Stwierdzenie, że gry na Pegasusa miały/mają ładniejszą grafikę od tej, którą można znaleźć w Minecrafcie nie będzie zbytnio przesadnym. Popatrzcie sobie tylko na zrzuty ekranowe z tej gry – ona wygląda strasznie.
Piksele, wszędzie piksele widoczne. Ogromne kwadratowe narzędzia, kanciaste otoczenie – w to nie da się grać! – Tak myślałem. Niestety, albo i stety. Ta gra jest niesamowita po prostu. Z jednej strony jest to tak surowy świat, sprawiający wrażenie odpychającego, zapomnianego przez wiele lat, zakurzonego projektu. Z drugiej zaś strony, to właśnie wszystkie te rzeczy sprawiają, że Minecraft jest czymś świetnym.
Wcześniej spotkałem się ze zrzutami tej gry i ogólnych dyskusjach, czy to na IRCu, czy na Blipie. Jednakże ta gra mnie bardzo, ale to bardzo odpychała swym wyglądem i nie zainteresowałem się nią na tyle, by ją w ogóle uruchomić. W końcu: co może być fajnego w grze, która nie ma fabuły i wygląda, jakby była sprzed 20 lat? No właśnie. To jest bardzo dobre pytanie. Gra nie ma żadnej fabuły, a skoro jej nie ma, to nie ma ani początku, ani końca – teoretycznie. Czy to zatem można w ogóle nazwać grą?
Więc choć, powydłubuj mi piksel
Pierw nim przejdę do samego opisu gry, należałoby się skupić na tym, czym w ogóle Minecraft jest. Otóż jest to gra z gatunku (uwaga!) Sandbox (opis dość ubogi, więcej można dowiedzieć się na angielskiej wersji wiki: Sandbox Game). W grze do dyspozycji dostajemy losowo wygenerowany świat składający się z sześcianów. Świat ten podzielony jest na dwie pory dnia – dzień i noc. W dzień mamy czas na budowanie posiadłości (na początku kryjówki) przed stworami, które ujawniają się w nocy.
Owy świat i sześciany z kolei to różnego rodzaju materiały budulcowe, jak np. ziemia, żwir, drewno, kamień, diamenty… itd., itd. O co więc chodzi. Niszczymy sześcian, dostajemy materiał, z niego robimy narzędzia by zbierać kolejne to materiały szybciej i wydajniej, a z nich budować kolejne to rzeczy. Słowem – niekończąca się opowieść. Dlatego też na początku napisałem iż ta gra nie ma ani początku, ani zakończenia. Jedynym zakończeniem tej gry, jest po prostu przestanie w nią grać.

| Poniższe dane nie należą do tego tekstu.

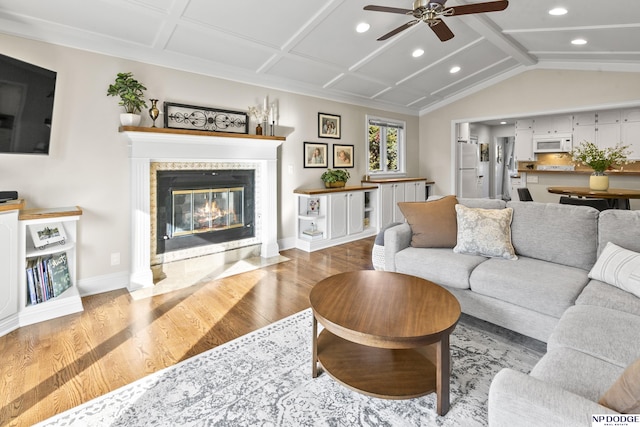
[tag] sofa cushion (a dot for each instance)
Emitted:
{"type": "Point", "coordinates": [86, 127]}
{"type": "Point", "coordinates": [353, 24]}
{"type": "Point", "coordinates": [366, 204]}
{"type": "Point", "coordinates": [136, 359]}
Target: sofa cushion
{"type": "Point", "coordinates": [624, 394]}
{"type": "Point", "coordinates": [617, 266]}
{"type": "Point", "coordinates": [484, 232]}
{"type": "Point", "coordinates": [433, 223]}
{"type": "Point", "coordinates": [541, 286]}
{"type": "Point", "coordinates": [566, 368]}
{"type": "Point", "coordinates": [563, 234]}
{"type": "Point", "coordinates": [604, 295]}
{"type": "Point", "coordinates": [604, 333]}
{"type": "Point", "coordinates": [438, 265]}
{"type": "Point", "coordinates": [621, 227]}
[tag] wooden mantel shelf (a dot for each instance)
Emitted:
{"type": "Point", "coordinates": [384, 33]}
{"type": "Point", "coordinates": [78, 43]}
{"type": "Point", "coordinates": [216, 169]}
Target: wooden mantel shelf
{"type": "Point", "coordinates": [198, 133]}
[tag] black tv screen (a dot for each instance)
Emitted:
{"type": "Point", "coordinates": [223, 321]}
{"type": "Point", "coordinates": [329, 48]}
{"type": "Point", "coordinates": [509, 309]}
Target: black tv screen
{"type": "Point", "coordinates": [26, 106]}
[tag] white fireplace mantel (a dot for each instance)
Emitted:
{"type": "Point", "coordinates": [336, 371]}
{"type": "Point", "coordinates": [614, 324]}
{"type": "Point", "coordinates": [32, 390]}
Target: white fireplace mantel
{"type": "Point", "coordinates": [149, 145]}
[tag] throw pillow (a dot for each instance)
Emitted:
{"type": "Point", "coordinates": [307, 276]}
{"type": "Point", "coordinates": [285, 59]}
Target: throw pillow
{"type": "Point", "coordinates": [485, 232]}
{"type": "Point", "coordinates": [433, 223]}
{"type": "Point", "coordinates": [624, 394]}
{"type": "Point", "coordinates": [618, 267]}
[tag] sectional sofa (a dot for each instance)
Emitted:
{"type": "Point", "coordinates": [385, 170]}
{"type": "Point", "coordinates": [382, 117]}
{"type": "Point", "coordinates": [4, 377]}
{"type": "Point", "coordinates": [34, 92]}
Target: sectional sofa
{"type": "Point", "coordinates": [566, 275]}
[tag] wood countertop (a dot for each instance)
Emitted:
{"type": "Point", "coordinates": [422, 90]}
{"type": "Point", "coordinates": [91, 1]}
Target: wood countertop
{"type": "Point", "coordinates": [12, 205]}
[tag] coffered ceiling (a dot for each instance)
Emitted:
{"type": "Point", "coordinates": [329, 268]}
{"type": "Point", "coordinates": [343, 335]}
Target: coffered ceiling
{"type": "Point", "coordinates": [312, 47]}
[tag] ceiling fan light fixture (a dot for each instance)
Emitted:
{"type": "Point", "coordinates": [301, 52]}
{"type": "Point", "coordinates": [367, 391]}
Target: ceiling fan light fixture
{"type": "Point", "coordinates": [362, 27]}
{"type": "Point", "coordinates": [558, 11]}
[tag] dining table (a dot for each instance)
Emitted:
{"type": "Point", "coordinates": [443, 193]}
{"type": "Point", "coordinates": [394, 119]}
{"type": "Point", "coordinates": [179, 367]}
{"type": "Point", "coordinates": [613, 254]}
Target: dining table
{"type": "Point", "coordinates": [618, 198]}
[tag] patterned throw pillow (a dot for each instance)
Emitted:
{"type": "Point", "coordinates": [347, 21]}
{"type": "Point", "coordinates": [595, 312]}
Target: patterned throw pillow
{"type": "Point", "coordinates": [485, 232]}
{"type": "Point", "coordinates": [618, 267]}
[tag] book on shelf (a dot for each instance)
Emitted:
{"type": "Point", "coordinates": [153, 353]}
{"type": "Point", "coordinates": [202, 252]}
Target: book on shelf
{"type": "Point", "coordinates": [47, 277]}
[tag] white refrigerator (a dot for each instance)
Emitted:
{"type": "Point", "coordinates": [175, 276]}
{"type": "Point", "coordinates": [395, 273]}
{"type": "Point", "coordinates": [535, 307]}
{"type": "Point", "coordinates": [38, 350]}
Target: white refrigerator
{"type": "Point", "coordinates": [468, 168]}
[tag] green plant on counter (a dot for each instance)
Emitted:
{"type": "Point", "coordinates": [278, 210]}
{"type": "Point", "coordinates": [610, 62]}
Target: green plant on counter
{"type": "Point", "coordinates": [335, 175]}
{"type": "Point", "coordinates": [130, 92]}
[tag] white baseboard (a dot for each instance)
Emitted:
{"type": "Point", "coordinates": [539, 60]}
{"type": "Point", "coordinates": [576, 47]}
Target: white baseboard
{"type": "Point", "coordinates": [100, 284]}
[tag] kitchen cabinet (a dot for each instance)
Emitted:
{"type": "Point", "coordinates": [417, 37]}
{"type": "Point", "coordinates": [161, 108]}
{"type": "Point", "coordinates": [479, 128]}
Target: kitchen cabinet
{"type": "Point", "coordinates": [329, 217]}
{"type": "Point", "coordinates": [523, 148]}
{"type": "Point", "coordinates": [562, 123]}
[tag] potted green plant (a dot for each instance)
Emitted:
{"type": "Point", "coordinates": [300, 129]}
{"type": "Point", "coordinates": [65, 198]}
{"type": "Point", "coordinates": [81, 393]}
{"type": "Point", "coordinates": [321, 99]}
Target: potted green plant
{"type": "Point", "coordinates": [600, 160]}
{"type": "Point", "coordinates": [131, 93]}
{"type": "Point", "coordinates": [333, 178]}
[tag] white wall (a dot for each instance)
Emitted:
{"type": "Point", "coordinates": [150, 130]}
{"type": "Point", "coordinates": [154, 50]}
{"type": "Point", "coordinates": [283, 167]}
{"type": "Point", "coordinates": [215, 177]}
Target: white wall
{"type": "Point", "coordinates": [88, 163]}
{"type": "Point", "coordinates": [527, 94]}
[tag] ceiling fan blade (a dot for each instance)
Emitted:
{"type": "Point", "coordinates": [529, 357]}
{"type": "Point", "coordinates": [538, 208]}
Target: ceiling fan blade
{"type": "Point", "coordinates": [467, 9]}
{"type": "Point", "coordinates": [388, 9]}
{"type": "Point", "coordinates": [442, 30]}
{"type": "Point", "coordinates": [399, 29]}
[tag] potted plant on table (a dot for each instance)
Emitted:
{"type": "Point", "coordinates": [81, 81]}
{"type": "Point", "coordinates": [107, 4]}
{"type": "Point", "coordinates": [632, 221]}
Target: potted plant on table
{"type": "Point", "coordinates": [600, 160]}
{"type": "Point", "coordinates": [334, 178]}
{"type": "Point", "coordinates": [131, 93]}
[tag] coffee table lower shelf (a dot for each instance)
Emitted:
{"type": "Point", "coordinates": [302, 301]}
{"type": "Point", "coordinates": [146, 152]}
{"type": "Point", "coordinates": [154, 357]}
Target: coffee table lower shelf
{"type": "Point", "coordinates": [378, 372]}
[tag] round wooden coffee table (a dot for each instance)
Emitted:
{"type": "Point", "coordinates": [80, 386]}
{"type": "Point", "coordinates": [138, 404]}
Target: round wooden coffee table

Nie będę powielał informacji dotyczącej autora, jak i samego opisu gry. Doskonale opisane jest to na wikipedii. Wrzuciłem swoje trzy grosze tutaj na blog, dając maksymalnie krótki spoiler 8) .
To tylko wielki szum
Gra oficjalnie wydana została w 2009 roku, wówczas światło dzienne ujrzała tzw. wersja Classic gry, która dostępna jest obecnie za darmo pod adresem: http://www.minecraft.net/play.jsp. Wprawdzie nijak ma się ta wersja do obecnej Bety, ale można tam sprawdzić o co chodzi w grze. W 2010 roku wydano obecnie znaną wersję (w sensie samej mechaniki gry). Gra ta stała się najpopularniejszą grą w tym gatunku, a zarazem jedną z najpopularniejszych gier na świecie, co świadczy tylko i wyłącznie o jej fenomenie ukrytym w prostocie.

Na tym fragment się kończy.